L A PROMESSE BAFOUÉE
D
OBAMA

Le grand écrivain Richard Ford, remarquable portraitiste de l'Amérique profonde, parle de son président, de son pays et de injustice

(奥深いアメリカの肖像を描いて注目すべき、著名な作家リチャード・フォードが、大統領と自らの国、不当性を語る)

PROPOS RECUEILLIS PAR FRANÇOIS ARMANET



Le Nouvel Observateur それぞれの本で、あなたはアメリカ中産階級の類まれな観察者として認められてきました。この奥深いアメリカは今日、どのような状況でしょうか?
Richard Ford どの人種集団もひっくるめて、アメリカ人は皆、自分の生活が今あるよりも良くなるはずだったという感情を共有しています、ごくわずかな特権階級や強者を除いて。騙し取られた、蔑にされた約束、という感情を。確かに、我々は自分自身のことしか考えられない。しかし私は絶えず、事態が本来あるべきだった状態ではないという感覚に直面しています。黒人にとって、あるいはメキシコ人移民にとって、この社会的不公平の感情は正当です。

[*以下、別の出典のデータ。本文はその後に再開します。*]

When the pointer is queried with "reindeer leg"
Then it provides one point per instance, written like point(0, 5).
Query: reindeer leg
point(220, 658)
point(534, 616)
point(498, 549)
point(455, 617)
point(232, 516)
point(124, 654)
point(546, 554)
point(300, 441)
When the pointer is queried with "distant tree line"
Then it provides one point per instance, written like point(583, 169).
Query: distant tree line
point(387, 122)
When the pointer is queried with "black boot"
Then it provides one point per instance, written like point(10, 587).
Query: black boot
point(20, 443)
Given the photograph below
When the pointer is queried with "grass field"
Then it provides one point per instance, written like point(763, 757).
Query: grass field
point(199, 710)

しかし白人中産階級でさえも騙されたと感じ、急進化し、極右思想に転向しています。国民国家という思想の危機の原因はそこにあります。オバマの大統領当選は私がこれまでに経験した最も重要な政治的事件の一つです。それでもこの当選は蔑にされた約束という印象を強めるだけでした。最もオバマを憎んでいるのが誰かご存知ですか? 黒人です。最近、アラバマ州の小さな黒人向け大学の学長と飛行機に乗りましたが、彼はこう言いました、「オバマは我々に何もしてくれなかった。」 これはもちろん、間違いです。しかし黒人は、オバマが十分にはしなかったという気持ちを抱いています。含みを帯びた判定の代わりに、全面的な拒絶が観察されます。
人々が毎日オバマに何かを要求しているという印象があります。彼が多くの努力をしていると、私は本当に信じていますが、毎日の奇跡を彼に期待することなどできません。さらに、有権者は非常に多様であり、彼を憎む共振駅な人種差別主義者をも含みます。ある著名な法律家が言ったように、「自由の精神は、敵対者に余地を残しておく能力から成る。」 これこそオバマがしようと努めていることです。たとえ敵対者が醜い動機を持っている時でも。

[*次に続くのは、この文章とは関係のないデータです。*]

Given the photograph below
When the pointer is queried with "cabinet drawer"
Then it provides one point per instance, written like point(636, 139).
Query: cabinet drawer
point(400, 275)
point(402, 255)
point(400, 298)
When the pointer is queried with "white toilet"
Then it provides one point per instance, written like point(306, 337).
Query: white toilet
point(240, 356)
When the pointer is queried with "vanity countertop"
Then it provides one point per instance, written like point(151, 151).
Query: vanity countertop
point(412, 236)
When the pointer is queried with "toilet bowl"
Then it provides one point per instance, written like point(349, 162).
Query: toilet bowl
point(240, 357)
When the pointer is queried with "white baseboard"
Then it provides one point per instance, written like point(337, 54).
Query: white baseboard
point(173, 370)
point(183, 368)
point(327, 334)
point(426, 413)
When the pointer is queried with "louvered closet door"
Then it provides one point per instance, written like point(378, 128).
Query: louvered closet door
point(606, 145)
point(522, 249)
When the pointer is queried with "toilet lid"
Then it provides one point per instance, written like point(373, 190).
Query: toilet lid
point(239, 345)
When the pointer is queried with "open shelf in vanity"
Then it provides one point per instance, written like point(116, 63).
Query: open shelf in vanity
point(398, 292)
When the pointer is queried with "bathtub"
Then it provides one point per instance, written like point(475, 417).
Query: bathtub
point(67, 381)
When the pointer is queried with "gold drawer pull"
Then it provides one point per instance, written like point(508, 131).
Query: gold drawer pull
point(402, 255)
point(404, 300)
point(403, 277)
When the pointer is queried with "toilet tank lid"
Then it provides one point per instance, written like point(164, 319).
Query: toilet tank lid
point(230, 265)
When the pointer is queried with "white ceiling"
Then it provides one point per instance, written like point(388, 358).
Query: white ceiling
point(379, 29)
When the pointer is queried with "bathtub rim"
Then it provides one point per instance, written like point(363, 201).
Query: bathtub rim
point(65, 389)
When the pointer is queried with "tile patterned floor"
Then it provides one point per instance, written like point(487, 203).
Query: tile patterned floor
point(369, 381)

あなたの国の現在の問題はかなりの部分が貧富の格差の拡大によるものだたと考えますか?
もちろん。それ(格差の拡大)は私がどうしても書きたい要因、とりわけロナルド・レーガンによって撒き散らされたアメリカの巨大な嘘、の結果です。レーガンによれば、富裕層が豊かになれば貧困層も豊かになるといいます。格差が拡大すればするほど、嘘も強くなり、我々にとって致命的なほどになりかねません。アメリカ人は自分にとって何が良いことなのか知りません。歴史的に、この国は18世紀から、公共の物事と国家の問題に対する利害にかけています。それらが我々に関係ないかのように。我が国の短い歴史を通じて、我々は国家を喧しいもの、されには有害なものと認識してきました。そして国家に無関心でいられると信じています。アメリカ社会の根本そのものを崩すのは、この真実の歪曲であり、歴史的な嘘です。不幸にも、オバマ大統領は半ば無邪気に、そのように振る舞っています。彼は優れた人物です。私は彼に二度も投票しましたし、もし再び立候補する権利があるならもう一度投票するでしょう。しかしたとえ意識していたとしても、彼にはこの事態を変える意思はありません。そして同じような場合に、アメリカの歴史では、問題を解決する最も良い手段はいつも、戦争を始めることです。状況を劇的にし国民を熱狂させるのです。

前任者らと違ってオバマは好戦的ではありません。イラクとシリアに介入する決定を下し、ドローンの使用を強化して、グアンタナモを閉鎖もしなかったしパトリオット・アクトを廃止しなかったにしても。この偽の平和主義者をどう思いますか?
彼は善意に満ちた理想主義者、進歩主義者ですが、統治するよりは選ばれる才能に恵まれていると思います。彼を弁護すると、国民の中の反国家主義的部分はオバマより強い。ティー・パーティー、極右は、国家は戦争すること、国土を防衛することだけに役立つと考えています。オバマはそれよりも複雑な国家観を持っていますが、絶えず野望を後退させるように強いられています。介入できる領域があまりにも限られているために、もはや何をすべきかもわからないはずです。手を縛られて、彼の代わりにだれであっても、途方に暮れるでしょう。偉大なリーダーであることが明らかになっていたら、恐らく解決策を見出していたでしょう。しかし彼がそのような器であるか、私には確信がありません。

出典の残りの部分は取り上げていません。